No. The reproductive bracket has remained fairly constant in the last 100 years - i.e whether people get to 70 or 100, reproduction stops at ~50.

The interesting point here is the concept of “population momentum” which acts like a capacitor that buffers decreasing fertility rates in the short term - yet - “peak child” has been reached.

I think the takeaway here is people who extrapolate global population in 2100 at 15+ Billion have it wrong.


It could be also more females reaching reproductive age. Traditionally a lot of kids died early before they could reach it. This was a traditional limiter on average life time.


>No. The reproductive bracket has remained fairly constant in the last 100 years - i.e whether people get to 70 or 100, reproduction stops at ~50.

You're looking at the wrong thing. It's the life expectancy of the children that matters most, not the life expectancy of adults into old age. The reason the number of women in the reproductive bracket has risen is that more of those births are surviving to child bearing age.


To a point this trend does continue, with developing countries taking up some slack.

We'll see soon if this theory is correct with globally stagnating population or not.


I prefer to say stabilising.


How you choose to spin it does nothing to change the very negative economic situation that a non-increasing population would bring.


It's not a matter of spin, it' a matter of reality. At some point we need to move to a sustainable economic model. The alternative is eventual catastrophe. By definition an unsustainable economy, which does not become sustainable, will eventually not be sustained.

I also don't agree the consequences have to be 'very' negative. However that's such a vague and undefined term, it could mean anything. I believe the costs are manageable and that a stable, sustainable economy can be compatible with stable or rising living standards.


It's all self correcting in the long run, I say.

A non-increasing population leads to economic stagnation (at best). That, coupled with a decline in religiosity leading to a loss of societal cohesion will eventually bring down the whole house of cards that is modern civilization.

Famine, war, etc. follows. And we're back to a less populated world with high infant mortality again. Hard times lead to a return to religiosity and large families.

Hopefully this all happens after I'm gone.

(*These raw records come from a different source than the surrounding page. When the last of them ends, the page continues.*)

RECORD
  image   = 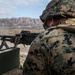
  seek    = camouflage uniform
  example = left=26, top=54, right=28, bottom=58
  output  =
left=23, top=0, right=75, bottom=75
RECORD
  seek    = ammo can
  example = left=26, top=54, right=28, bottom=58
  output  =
left=0, top=48, right=20, bottom=75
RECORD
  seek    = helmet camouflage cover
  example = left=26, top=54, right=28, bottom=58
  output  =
left=40, top=0, right=75, bottom=22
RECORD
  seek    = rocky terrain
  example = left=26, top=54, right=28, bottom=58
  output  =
left=0, top=17, right=44, bottom=75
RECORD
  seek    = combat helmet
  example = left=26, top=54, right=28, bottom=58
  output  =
left=40, top=0, right=75, bottom=22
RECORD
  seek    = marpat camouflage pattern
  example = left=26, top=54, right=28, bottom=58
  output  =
left=23, top=19, right=75, bottom=75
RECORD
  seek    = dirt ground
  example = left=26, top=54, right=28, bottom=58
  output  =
left=2, top=44, right=30, bottom=75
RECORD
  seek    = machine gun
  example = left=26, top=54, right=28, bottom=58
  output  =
left=0, top=31, right=39, bottom=50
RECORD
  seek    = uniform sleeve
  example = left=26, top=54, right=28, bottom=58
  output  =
left=23, top=37, right=48, bottom=75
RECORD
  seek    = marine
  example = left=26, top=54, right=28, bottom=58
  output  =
left=23, top=0, right=75, bottom=75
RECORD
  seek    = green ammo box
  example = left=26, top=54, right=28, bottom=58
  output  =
left=0, top=48, right=20, bottom=75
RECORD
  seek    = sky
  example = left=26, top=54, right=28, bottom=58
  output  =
left=0, top=0, right=50, bottom=18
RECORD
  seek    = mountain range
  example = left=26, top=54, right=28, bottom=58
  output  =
left=0, top=17, right=43, bottom=29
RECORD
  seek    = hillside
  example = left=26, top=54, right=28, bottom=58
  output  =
left=0, top=17, right=43, bottom=29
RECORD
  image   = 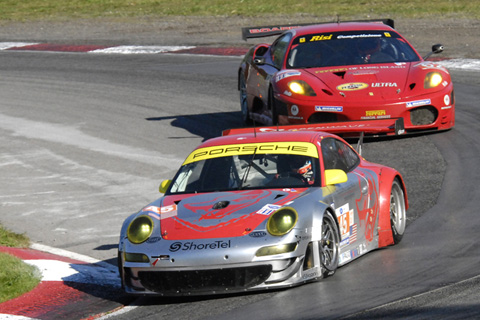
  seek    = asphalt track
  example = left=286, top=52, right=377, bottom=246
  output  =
left=0, top=46, right=480, bottom=319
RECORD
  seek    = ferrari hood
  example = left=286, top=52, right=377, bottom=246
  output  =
left=306, top=63, right=411, bottom=100
left=143, top=189, right=305, bottom=240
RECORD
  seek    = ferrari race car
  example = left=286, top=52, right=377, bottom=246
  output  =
left=238, top=19, right=455, bottom=133
left=118, top=122, right=408, bottom=296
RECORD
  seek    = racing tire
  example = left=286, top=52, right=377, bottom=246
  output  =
left=238, top=72, right=252, bottom=125
left=117, top=250, right=125, bottom=290
left=320, top=211, right=340, bottom=277
left=390, top=179, right=407, bottom=244
left=268, top=87, right=278, bottom=126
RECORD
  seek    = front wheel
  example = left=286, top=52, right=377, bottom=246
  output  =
left=390, top=179, right=407, bottom=244
left=320, top=211, right=340, bottom=277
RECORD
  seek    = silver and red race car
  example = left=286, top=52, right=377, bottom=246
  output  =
left=118, top=124, right=408, bottom=296
left=238, top=19, right=455, bottom=133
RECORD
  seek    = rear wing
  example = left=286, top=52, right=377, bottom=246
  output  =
left=222, top=118, right=405, bottom=136
left=242, top=19, right=394, bottom=40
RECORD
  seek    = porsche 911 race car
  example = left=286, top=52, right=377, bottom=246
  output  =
left=238, top=19, right=455, bottom=133
left=118, top=122, right=408, bottom=296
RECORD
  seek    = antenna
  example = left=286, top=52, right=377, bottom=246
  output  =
left=357, top=131, right=365, bottom=156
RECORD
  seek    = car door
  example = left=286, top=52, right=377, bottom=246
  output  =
left=321, top=138, right=373, bottom=264
left=247, top=33, right=292, bottom=107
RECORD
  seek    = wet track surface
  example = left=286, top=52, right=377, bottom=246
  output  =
left=0, top=52, right=480, bottom=319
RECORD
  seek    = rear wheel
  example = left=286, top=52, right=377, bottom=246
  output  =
left=238, top=72, right=252, bottom=125
left=320, top=211, right=340, bottom=277
left=390, top=179, right=407, bottom=244
left=117, top=250, right=125, bottom=289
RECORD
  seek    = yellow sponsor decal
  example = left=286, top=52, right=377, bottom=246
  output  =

> A non-increasing population leads to economic stagnation (at best).

Kind of like in agriculture, there's "intensive" economic growth and "extensive" economic growth. Intensive being when the same number of people are more productive and extensive being when you have more people.

You can have economic growth with a stable population. Heck, Romania's having economic growth while its population is declining! (a population loss of about 10% in the last 15 years, during which time its economy doubled)


What makes you believe secularism leads to reduced social cohesion? Surely it eliminates a source of friction between religious groups?


Suppose every member of a small town went to church every sunday. Everyone interacts with everyone else in the area, for a bit.

You don't get that in secular society.


There's many ways to socialize and few of them are religious. I'm willing to bet we had parties way before we invented religion ;)


Harvest festivals were religious- or at least tied up in religion.

You can't just take a core element of a heavy intertwined, complex system without collateral damage. It's like deleting a file in a spaghetti codebase. Half the codebase interacts with any given file in some way or other.


that sounds like a problem with our economic system more than with our reproductive trends. At a certain point population growth would have had to plateau, it couldn't have continued growing forever.


so that means the replacement rate of 2.3 should be dropping or has dropped


15B+ at 2100 is not the main-stream prediction anyway: https://en.wikipedia.org/wiki/Projections_of_population_grow...


Or, for those who want a more entertaining version (by the excellent and late Hans Rosling) https://www.ted.com/talks/hans_rosling_on_global_population_...


Some nice graphs on the subject here. https://ourworldindata.org/world-population-growth


You mean the link this thread is about?